Wednesday, May 29, 2019
Disintegration of Dick Diver in Fitzgeralds Tender is the Night Essays :: Tender is the Night Essays
The Disintegration of woodpecker Diver in Tender is the Night   The exact nature of Dick Diver¹s descent throughout the course of Tender is the Night is difficult to discern. It is clear enough that his disintegration is occasioned by Nicole¹s burgeoning independence, but why or how her transformation affects him this way is little than obvious. Moreover, it is not at all apparent what is at stake, more abstractly, in this reciprocal exchange of fates. In this paper, I will propose a interpreting of this change that relates Nicole¹s strength to her naturalness, her identification with instinct and natural impulse, and Dick¹s strength to his civilization, his identification with the curtailment of natural impulse through abnormal psychology and prewar American civilization. The relationship between Nicole and Dick is such that what happens to the one must happen to the other. Both Nicole and Dick turn by the novel¹s end to impulse and instinct, but while N icole does this by gaining an independent self-consciousness, Dick achieves this only through drinking. Throughout the novel Nicole is determine with the childish and animalistic vehemence of instinct. This is most obvious in the uninhibited demonstration of emotion which characterizes her episodes of madness. We see, for instance, her frenzied laughter as she rides the Ferris wheel and causes her car to crash.

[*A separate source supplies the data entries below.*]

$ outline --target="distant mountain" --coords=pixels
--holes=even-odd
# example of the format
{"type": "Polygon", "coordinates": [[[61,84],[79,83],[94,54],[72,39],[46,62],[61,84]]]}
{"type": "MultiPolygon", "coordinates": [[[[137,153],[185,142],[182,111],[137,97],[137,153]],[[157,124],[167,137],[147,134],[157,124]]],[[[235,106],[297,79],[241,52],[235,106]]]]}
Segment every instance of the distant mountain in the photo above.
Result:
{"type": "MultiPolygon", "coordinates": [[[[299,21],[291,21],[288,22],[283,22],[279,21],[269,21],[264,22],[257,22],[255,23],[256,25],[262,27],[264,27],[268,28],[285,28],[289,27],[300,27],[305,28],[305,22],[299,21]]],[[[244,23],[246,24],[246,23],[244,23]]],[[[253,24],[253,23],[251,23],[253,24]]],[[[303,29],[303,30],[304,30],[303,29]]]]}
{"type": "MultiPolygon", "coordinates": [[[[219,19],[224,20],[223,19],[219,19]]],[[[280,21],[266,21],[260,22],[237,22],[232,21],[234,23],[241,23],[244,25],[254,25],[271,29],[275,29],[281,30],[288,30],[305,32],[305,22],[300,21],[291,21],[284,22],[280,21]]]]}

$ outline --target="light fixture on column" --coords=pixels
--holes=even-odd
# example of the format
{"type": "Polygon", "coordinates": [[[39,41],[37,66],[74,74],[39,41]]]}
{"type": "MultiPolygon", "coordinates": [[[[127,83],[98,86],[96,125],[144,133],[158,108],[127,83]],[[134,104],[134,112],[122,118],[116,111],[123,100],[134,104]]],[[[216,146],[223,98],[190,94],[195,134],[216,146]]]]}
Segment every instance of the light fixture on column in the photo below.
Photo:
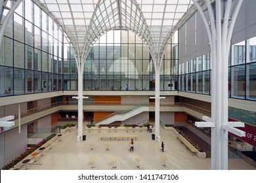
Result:
{"type": "MultiPolygon", "coordinates": [[[[156,97],[150,97],[150,99],[156,99],[156,97]]],[[[165,97],[159,97],[160,99],[165,99],[165,97]]]]}
{"type": "Polygon", "coordinates": [[[12,127],[14,125],[14,122],[9,122],[14,119],[14,116],[9,116],[0,118],[0,127],[12,127]]]}

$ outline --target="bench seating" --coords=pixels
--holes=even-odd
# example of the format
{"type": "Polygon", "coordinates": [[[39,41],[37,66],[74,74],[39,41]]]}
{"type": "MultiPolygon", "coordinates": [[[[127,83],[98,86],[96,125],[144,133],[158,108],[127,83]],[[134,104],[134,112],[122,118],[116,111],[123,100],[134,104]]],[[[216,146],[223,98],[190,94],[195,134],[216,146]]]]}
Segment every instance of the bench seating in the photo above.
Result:
{"type": "Polygon", "coordinates": [[[116,141],[116,139],[122,139],[123,141],[125,138],[127,139],[127,141],[129,140],[129,138],[134,138],[135,140],[137,139],[138,135],[103,135],[100,136],[100,140],[102,141],[103,139],[106,138],[106,139],[110,139],[110,141],[113,139],[116,141]]]}

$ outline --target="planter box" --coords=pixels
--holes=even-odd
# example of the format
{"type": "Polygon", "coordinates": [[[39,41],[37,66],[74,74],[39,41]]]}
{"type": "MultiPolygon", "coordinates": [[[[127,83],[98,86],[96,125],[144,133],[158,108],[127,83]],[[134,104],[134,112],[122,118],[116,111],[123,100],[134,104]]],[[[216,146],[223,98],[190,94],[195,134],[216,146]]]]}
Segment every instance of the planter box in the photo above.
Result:
{"type": "Polygon", "coordinates": [[[64,133],[66,131],[67,131],[69,129],[68,126],[66,127],[65,129],[60,129],[60,133],[64,133]]]}
{"type": "MultiPolygon", "coordinates": [[[[89,128],[88,128],[87,126],[85,126],[85,130],[89,130],[89,128]]],[[[128,131],[140,131],[140,130],[141,131],[146,131],[146,127],[135,127],[135,128],[132,127],[129,127],[128,129],[126,127],[124,127],[124,126],[119,126],[117,128],[115,128],[114,127],[112,127],[111,128],[109,128],[108,127],[106,127],[106,126],[102,126],[100,128],[98,128],[98,126],[93,126],[90,128],[90,130],[91,131],[93,131],[93,130],[99,130],[99,131],[104,131],[104,130],[107,130],[107,131],[116,131],[116,130],[117,130],[117,131],[123,131],[123,130],[128,130],[128,131]]]]}
{"type": "Polygon", "coordinates": [[[201,158],[205,158],[206,153],[205,152],[197,152],[196,156],[201,158]]]}
{"type": "Polygon", "coordinates": [[[68,127],[66,127],[65,129],[60,129],[60,133],[65,133],[66,131],[67,131],[68,130],[77,129],[77,125],[71,126],[71,127],[68,126],[68,127]]]}
{"type": "Polygon", "coordinates": [[[24,160],[24,159],[32,159],[33,158],[33,157],[32,156],[32,154],[33,153],[34,153],[35,152],[40,152],[40,151],[39,151],[39,149],[40,148],[42,148],[42,147],[45,147],[45,148],[47,148],[49,146],[50,146],[50,144],[51,144],[53,142],[54,142],[58,138],[58,137],[57,135],[53,137],[52,139],[51,139],[49,141],[48,141],[47,142],[46,142],[45,144],[44,144],[43,146],[41,146],[41,147],[39,147],[38,149],[35,150],[34,152],[33,152],[32,154],[30,154],[30,155],[28,155],[26,158],[25,158],[24,159],[23,159],[22,161],[20,161],[20,162],[18,162],[17,164],[16,164],[11,169],[11,170],[13,170],[13,169],[20,169],[21,167],[22,167],[23,166],[26,166],[25,164],[22,163],[22,161],[24,160]]]}
{"type": "Polygon", "coordinates": [[[171,126],[163,126],[163,129],[165,129],[165,130],[171,130],[171,129],[172,129],[172,127],[171,126]]]}
{"type": "Polygon", "coordinates": [[[74,130],[74,129],[77,129],[77,125],[75,125],[75,126],[70,127],[69,129],[74,130]]]}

As the car finally comes to a halt, she, Nicole, was laughing hilariously, unashamed, unafraid, unconcerned&352.She laughed as after some mild escape of childhood (192). And as a patient at the clinic, after having her affection for Dick rebuffed, we are told, Nicole¹s world had fallen to pieces, but it was only a flimsy and scarcely created world beneath it her emotions and instincts fought on (143). As the story progresses, though, the expression of these impulses become less openly dangerous and abnormal and more linked to her growing sense of self. One more restr ained way in which Nicole is identified with impulse is her use of money. Money in the story is a sort of materialized passion, the tangible expression of an appetite to possess and control. Money becomes more and more productive as the story moves on, such that by the beginning of book three, after Dick gives up his stake in the clinic, the mere spending of it, money, the care of goods, was an preoccupation in itself. The style in which they traveled was fabulous (257).